Le film peut, par un jeu de miroir (que celui-ci soit concret ou abstrait),
réfléchir quelque chose… soit
en lui (le dispositif de production réputé hors cadre ou encore un pan — passé, présent ou futur — de l’histoire qu’il raconte), soit
hors de lui (la salle, les spectateurs ou encore d’autres films qui lui préexistent). Il peut aussi, ensuite, réfléchir
à ou
sur quelque chose, en l’occurrence — parce qu’il se réfléchit lui-même, parce qu’il se regarde dans un miroir —, au (x) film (s) ou au cinéma, ou encore…
faire réfléchir celui qui le regarde sur sa condition de spectateur. Et il semble que
L’Homme à la caméra— film réflexif au sens « englobant » — propose une réflexion dans tous ces sens.
D’abord, l’« homme » — en nous donnant à voir, par le relais de quelque surface réfléchissante dans lesquelles il prend plaisir à se filmer, la caméra elle-même — nous offre ponctuellement une réflexion de ce qui est d’ordinaire caché au spectateur. La réflexivité est ici à prendre au sens propre. Mais outre ces quelques miroirs savamment placés dans l’axe de la caméra et qui réfléchissent ce qui se trouve en amont du film, il arrive aussi que l’écran lui-même, plutôt que d’ouvrir une « fenêtre sur ce monde » (dans lequel se trouve des miroirs), se transforme lui-même (du moins au sens figuré) en miroir, nous donnant à voir, à plusieurs reprises, ce qui se trouve en aval : les spectateurs (offrant ainsi, aux spectateurs réels, une sorte d’image d’eux-mêmes).

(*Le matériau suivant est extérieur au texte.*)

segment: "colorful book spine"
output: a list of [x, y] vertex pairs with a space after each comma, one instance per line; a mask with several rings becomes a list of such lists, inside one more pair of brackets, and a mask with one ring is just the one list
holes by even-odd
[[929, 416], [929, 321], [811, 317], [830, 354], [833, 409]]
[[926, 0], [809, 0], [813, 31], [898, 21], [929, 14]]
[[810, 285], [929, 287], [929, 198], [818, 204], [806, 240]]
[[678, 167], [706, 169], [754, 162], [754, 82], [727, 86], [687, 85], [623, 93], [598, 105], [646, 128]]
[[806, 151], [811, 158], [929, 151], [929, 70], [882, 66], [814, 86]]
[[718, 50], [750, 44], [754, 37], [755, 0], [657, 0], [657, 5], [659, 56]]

Au-delà de ces sens propre et figuré, le film pourrait aussi être considéré comme réflexif dans les sens fort et faible. Ce dernier sens regrouperait ces films qui ne nous offriraient pas nécessairement un miroir d’eux-mêmes, mais qui ouvriraient plutôt une fenêtre sur le monde… du cinéma. Le film peut être dit réflexif en cela qu’il « se regarde » (comme dans un miroir) — pour se contempler ou se critiquer —, c’est-à-dire qu’il se prend (narcissiquement) pour sujet en nous dévoilant les coulisses de la production des films, voire de la production du film lui-même. Dans
L’homme à la caméra, on voit le caméraman filmer, la monteuse monter, le projectionniste projeter. Aussi le film devient-il métafilm, en cela qu’il nous offre des renseignements sur ce qu’était tourner — et présenter — un film, à l’époque.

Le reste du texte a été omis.